March 13, 2011  by: joeldgreat  Points: 12   Category: General Science  Earning $0.30   Views: 2828

Identifying the parts of a seed and their functions and describe how a seed germinates.


Parts of a seed

After fertilization inside the ovary of a flower, the fertilized egg cell divides many times to form the embryo. The plant embryo forms a hard wall around itself and is then known as a seed.

Although seeds may differ in size, shape and color, they have parts which are common. These are the seed coat, the embryo and the food supply. The seed coat is tough and waterproof. It covers and protects the embryo and the food supply. The embryo is the baby plant. A part of the embryo, the radicle, grows into the primary root. As mentioned above, the seed has its own food supply, the endorsperm. The cotyledon, or seed leaf, absorbs the food in the endorsperm and transports it to the embryo.

A bean seed has two cotyledons. Each half of the seed is a cotyledon. These cotyledons absorb all the food supply. A corn seed has only one cotyledon. Seeds with two cotyledons are called dicotyledons or dicots, while those with one cotyledon are called monocotyledons or monocots.

Simple seed facts and germination process

Did you know that some fruits are mistaken for seeds because they are dry. Dry fruits have a seed enclosed in a thin, hard layer formed from the ovary. Examples of dry fruits are rice and corn.

When you plant a seed and the conditions are favorable, it will begin to grow, or germinate. But how does a seed germinate? To germinate, a seed needs three things, water, oxygen and the right temperature. When a seed gets wet, it absorbs the water. Then it starts to germinate. Germination is the sprouting of a seed. When a seed sprouts the embryo grows into a new plant.

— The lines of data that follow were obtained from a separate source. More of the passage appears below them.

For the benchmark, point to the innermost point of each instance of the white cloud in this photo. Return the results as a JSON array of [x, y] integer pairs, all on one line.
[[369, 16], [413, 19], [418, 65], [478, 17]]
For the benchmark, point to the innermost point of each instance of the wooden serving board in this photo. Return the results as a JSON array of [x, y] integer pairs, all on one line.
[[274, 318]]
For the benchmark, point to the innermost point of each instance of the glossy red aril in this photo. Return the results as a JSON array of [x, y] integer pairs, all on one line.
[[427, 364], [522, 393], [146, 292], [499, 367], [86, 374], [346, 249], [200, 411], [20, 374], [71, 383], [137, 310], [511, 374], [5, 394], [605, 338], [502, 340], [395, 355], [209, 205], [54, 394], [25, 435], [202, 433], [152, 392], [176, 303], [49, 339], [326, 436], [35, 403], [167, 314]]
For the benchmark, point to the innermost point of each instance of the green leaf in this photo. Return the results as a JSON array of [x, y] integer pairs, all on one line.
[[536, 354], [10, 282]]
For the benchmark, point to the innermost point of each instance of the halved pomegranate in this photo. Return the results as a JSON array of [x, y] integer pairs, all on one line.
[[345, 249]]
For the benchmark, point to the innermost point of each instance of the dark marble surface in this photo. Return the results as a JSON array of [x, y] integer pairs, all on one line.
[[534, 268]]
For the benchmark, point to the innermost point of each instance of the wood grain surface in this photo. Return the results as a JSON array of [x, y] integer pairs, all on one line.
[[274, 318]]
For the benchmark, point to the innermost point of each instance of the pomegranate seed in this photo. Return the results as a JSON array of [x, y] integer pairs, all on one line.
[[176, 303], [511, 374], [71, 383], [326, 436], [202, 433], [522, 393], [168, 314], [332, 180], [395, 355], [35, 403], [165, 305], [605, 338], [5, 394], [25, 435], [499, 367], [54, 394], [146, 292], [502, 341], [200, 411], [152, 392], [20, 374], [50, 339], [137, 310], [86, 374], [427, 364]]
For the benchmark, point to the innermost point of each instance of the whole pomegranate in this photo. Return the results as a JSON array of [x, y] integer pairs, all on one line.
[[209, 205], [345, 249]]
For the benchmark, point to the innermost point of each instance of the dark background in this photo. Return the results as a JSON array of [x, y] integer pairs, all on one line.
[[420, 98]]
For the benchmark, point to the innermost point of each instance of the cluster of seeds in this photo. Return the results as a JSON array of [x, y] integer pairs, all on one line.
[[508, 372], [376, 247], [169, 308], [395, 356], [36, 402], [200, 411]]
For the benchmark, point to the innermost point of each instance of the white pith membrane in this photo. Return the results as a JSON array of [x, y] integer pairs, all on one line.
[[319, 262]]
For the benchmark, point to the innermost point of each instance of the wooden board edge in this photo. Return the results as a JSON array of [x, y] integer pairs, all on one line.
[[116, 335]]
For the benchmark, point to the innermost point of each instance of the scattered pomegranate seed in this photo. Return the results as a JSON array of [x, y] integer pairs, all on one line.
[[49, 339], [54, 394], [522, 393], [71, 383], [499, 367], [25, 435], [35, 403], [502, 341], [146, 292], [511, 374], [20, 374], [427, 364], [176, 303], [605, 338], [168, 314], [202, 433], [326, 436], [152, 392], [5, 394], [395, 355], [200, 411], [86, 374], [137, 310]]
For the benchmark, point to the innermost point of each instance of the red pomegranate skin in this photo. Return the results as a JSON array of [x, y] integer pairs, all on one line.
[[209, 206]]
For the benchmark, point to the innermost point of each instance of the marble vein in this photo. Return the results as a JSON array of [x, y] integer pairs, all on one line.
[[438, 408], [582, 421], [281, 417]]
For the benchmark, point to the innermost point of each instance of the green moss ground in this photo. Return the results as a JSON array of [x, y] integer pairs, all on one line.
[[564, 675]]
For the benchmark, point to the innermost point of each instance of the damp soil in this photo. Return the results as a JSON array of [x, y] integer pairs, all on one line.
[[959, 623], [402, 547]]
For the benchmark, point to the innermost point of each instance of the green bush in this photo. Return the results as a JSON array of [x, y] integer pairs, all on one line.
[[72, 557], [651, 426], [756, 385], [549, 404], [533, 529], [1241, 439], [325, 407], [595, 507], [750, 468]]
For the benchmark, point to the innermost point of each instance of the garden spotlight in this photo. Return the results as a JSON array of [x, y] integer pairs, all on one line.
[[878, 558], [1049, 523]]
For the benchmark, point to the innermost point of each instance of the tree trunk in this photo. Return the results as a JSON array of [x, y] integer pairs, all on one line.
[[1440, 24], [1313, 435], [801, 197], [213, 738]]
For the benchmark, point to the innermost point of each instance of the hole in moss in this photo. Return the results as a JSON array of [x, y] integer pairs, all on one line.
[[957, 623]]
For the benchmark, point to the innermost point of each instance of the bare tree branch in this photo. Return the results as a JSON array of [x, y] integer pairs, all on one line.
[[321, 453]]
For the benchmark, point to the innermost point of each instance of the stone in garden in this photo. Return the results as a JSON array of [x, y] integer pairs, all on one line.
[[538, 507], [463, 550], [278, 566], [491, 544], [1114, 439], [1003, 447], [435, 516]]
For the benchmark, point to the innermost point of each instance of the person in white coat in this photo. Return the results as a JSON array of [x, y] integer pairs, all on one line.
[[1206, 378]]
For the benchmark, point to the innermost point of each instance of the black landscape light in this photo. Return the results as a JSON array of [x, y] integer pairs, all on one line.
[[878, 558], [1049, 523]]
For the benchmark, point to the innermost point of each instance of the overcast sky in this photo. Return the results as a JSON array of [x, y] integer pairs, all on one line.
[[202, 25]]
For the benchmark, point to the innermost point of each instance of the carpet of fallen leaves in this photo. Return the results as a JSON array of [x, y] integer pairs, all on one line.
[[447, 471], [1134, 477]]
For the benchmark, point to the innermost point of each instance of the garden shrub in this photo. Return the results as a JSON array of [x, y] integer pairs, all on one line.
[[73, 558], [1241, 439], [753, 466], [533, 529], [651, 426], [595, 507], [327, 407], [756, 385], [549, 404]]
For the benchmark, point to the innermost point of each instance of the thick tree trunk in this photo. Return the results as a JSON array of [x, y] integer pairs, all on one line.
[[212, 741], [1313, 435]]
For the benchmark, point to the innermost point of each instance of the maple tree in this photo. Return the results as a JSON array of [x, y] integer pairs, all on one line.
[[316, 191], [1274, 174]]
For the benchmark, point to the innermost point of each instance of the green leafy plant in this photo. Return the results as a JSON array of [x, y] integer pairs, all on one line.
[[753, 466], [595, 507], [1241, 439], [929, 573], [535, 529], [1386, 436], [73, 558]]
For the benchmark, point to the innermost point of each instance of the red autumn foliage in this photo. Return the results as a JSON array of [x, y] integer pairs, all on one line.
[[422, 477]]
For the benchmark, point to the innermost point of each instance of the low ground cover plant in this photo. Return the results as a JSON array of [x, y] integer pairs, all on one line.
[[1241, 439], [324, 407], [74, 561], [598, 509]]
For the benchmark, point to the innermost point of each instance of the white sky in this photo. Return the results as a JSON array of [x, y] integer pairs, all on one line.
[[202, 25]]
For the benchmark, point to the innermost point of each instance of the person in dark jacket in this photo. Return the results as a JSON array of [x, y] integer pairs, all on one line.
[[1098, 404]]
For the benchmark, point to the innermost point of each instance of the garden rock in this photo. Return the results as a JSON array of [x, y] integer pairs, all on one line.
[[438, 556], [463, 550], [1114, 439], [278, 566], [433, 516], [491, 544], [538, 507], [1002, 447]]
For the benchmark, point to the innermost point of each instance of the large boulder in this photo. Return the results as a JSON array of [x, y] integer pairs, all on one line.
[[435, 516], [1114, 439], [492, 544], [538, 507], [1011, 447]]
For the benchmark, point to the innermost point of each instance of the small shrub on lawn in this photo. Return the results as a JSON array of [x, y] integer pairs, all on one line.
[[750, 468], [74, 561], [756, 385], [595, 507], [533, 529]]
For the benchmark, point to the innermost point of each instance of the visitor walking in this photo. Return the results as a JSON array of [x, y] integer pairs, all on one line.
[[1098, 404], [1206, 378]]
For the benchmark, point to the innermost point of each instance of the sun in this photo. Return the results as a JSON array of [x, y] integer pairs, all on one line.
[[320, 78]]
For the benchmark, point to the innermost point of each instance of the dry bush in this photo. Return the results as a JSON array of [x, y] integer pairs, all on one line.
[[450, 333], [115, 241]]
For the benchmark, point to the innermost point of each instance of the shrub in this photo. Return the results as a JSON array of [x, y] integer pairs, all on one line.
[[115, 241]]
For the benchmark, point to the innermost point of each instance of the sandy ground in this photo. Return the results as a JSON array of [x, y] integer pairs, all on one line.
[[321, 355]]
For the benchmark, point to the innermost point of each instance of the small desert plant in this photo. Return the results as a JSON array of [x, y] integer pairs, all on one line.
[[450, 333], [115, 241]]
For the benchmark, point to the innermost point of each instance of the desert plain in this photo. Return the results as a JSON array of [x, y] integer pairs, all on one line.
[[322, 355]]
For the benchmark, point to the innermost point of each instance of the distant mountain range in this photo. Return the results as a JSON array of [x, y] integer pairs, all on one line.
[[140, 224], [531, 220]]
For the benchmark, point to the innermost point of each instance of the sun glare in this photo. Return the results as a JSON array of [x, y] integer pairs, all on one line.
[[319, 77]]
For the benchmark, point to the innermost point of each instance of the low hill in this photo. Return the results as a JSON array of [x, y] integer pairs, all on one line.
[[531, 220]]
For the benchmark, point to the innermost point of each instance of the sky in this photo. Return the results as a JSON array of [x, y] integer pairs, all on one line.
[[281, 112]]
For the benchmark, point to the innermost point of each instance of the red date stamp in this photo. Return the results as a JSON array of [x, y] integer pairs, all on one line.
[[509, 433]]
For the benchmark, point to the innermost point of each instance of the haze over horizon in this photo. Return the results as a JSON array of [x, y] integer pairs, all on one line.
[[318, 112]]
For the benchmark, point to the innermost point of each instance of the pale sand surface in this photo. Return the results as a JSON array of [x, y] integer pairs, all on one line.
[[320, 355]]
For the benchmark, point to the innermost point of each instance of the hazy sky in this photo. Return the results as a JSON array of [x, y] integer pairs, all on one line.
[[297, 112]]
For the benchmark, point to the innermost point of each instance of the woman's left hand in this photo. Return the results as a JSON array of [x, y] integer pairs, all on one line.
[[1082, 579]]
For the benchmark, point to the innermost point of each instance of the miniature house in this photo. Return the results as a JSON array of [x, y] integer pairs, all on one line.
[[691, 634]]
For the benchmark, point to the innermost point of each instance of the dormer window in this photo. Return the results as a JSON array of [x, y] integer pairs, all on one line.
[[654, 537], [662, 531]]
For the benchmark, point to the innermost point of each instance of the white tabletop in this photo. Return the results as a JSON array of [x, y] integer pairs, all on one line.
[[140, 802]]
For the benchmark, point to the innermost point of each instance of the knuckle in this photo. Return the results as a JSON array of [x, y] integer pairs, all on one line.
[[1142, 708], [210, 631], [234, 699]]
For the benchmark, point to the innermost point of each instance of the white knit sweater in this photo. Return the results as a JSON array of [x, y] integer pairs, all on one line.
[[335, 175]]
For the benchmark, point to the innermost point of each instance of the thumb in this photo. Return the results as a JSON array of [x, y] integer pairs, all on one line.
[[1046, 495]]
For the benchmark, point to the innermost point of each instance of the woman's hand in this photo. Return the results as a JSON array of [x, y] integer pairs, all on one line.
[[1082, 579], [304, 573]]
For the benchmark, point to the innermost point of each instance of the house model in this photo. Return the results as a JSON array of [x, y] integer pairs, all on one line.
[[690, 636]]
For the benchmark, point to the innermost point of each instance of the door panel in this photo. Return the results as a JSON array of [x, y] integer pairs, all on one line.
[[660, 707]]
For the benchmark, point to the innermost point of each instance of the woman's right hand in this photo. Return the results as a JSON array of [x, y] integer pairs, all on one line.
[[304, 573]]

Soak any kind of bean seeds in water. Observe the changes that happen to the seeds as they begin to sprout. First, the seeds swell or become large as water enters them. The seed coat softens and then breaks. Soon a tiny root (the radicle) appears from the seed and grows downward. A shoot, which will become the stem, also appears and grows upward. Later, the first leaves appear on the stem and the seed coat drops off. As the stem grows upward, more and more leaves appear, while the cotyledons becomes smaller. The germinating seed needs food. It uses the food stored in the cotyledons as it grows. Later, the cotyledons (which, by then, have shrunk to a much smaller size) will drop off. By this time, the leaves of the growing plant can already make food. The plant will use this food as it continues to grow.

Did you know that scientist found lotus seeds stored for ten thousand years could still germinate under favorable conditions?